Fatma Karahasanoğlu


        ORMAN GEZİLERİ

        ORMAN GEZİLERİ


                                         ORMAN GEZİLERİ

 

                   Aslanla kurt açlıktan ölecek gibiydiler.  Karşılarında bir at görünce ikisinin de ağzı sulandı. Aslan kurda dönerek; “gözlerim kırmızı oldu mu?” der.
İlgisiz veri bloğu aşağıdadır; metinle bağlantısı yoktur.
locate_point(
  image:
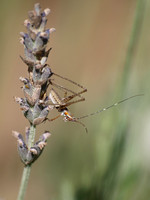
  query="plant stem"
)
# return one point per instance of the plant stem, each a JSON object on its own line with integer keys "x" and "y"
{"x": 27, "y": 168}
{"x": 133, "y": 42}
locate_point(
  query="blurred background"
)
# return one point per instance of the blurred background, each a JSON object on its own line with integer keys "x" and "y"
{"x": 90, "y": 46}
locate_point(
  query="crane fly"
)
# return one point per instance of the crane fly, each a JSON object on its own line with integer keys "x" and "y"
{"x": 61, "y": 105}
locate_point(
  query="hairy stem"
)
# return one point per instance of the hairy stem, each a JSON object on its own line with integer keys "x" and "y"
{"x": 27, "y": 168}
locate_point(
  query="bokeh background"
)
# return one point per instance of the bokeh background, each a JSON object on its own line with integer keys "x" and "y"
{"x": 90, "y": 46}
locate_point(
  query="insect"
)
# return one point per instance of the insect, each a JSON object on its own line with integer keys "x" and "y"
{"x": 61, "y": 105}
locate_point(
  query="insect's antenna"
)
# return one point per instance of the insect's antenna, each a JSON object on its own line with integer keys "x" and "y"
{"x": 81, "y": 124}
{"x": 104, "y": 109}
{"x": 67, "y": 79}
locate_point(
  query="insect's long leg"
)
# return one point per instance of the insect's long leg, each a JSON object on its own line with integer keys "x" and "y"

Gözlerinin kan çanağı olduğunu göre kurt; “evet, kırmızı oldu.” Der. Aslan bu sefer “kuyruğum diklendi mi? Tüylerim diken diken oldu mu?” der.
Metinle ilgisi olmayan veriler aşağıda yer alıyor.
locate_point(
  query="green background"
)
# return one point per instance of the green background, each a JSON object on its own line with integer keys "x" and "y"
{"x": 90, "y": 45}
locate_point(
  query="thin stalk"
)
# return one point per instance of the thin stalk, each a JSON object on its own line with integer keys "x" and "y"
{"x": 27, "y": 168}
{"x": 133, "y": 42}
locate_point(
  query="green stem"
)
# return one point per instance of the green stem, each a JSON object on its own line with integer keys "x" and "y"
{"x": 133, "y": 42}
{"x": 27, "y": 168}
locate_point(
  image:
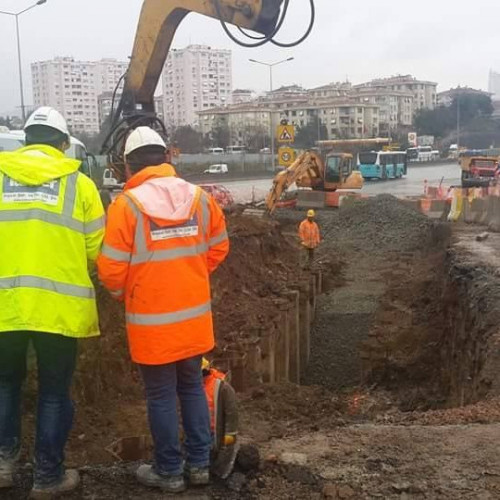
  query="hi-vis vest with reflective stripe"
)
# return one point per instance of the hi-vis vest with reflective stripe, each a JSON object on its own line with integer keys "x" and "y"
{"x": 48, "y": 233}
{"x": 164, "y": 277}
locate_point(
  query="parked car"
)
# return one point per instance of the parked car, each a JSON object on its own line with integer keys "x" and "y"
{"x": 216, "y": 151}
{"x": 109, "y": 181}
{"x": 221, "y": 194}
{"x": 220, "y": 168}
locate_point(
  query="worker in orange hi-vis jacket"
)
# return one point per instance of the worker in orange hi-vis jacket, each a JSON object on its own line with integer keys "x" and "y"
{"x": 309, "y": 235}
{"x": 164, "y": 236}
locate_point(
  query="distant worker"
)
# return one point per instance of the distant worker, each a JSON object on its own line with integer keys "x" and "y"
{"x": 164, "y": 237}
{"x": 51, "y": 231}
{"x": 223, "y": 409}
{"x": 309, "y": 235}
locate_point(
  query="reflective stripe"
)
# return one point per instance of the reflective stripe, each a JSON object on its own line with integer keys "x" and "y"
{"x": 168, "y": 318}
{"x": 64, "y": 219}
{"x": 173, "y": 253}
{"x": 218, "y": 239}
{"x": 95, "y": 225}
{"x": 204, "y": 214}
{"x": 140, "y": 237}
{"x": 43, "y": 215}
{"x": 48, "y": 285}
{"x": 70, "y": 194}
{"x": 142, "y": 254}
{"x": 114, "y": 254}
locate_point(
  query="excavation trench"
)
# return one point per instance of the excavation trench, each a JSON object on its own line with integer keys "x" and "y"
{"x": 398, "y": 321}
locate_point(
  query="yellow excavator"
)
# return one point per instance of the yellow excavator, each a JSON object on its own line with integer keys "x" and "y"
{"x": 158, "y": 23}
{"x": 309, "y": 170}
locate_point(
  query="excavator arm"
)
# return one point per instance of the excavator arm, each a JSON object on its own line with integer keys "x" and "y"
{"x": 307, "y": 166}
{"x": 158, "y": 23}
Kurt düşünmeden, “evet evet. Kuyruğunda diklendi, tüylerinde diken diken oldu.” Der. Aslan, sözleri duyduktan sonra atın üzerine atlar. Bir pençede atı yere serer. Aslan ve kurt atı afiyetle yer.

                    Bir başka gün kurt, tilkiyle beraber dolaşır. Her ikisi de, acıkmıştır. Karşılarında yine bir at görürler.  Kurt, tilkiye, dönerek; “gözlerim kızardı mı?” der. Tilki, kurdun gözlerine bakar kızarıklık göremez. “kızarmadı” der.

Kurt, “nasıl olur? gözlerim kızardığını desene.” Der. Tilki çaresizce, görmediği halde; “evet gözlerin kızardı.”der. Kurt; “kuyruğum diklendi mi? Tüylerim diken diken oldumu?” der. Tilki “evet” der. Maksat kurdun gönlü olsun diye.

Kurt, duyduğu sözlerden cüret alarak, atın üzerine atılır. Ancak beklemediği çifte darbesiyle  kendini tilkinin yanında bulur. Tilki, cansız yerde yatan kurda bakarak “şimdi gözlerin kızardı, kuyruğun dikildi, ve tüylerin dilken diken oldu. Ne yapayım sen istedin.” Der.  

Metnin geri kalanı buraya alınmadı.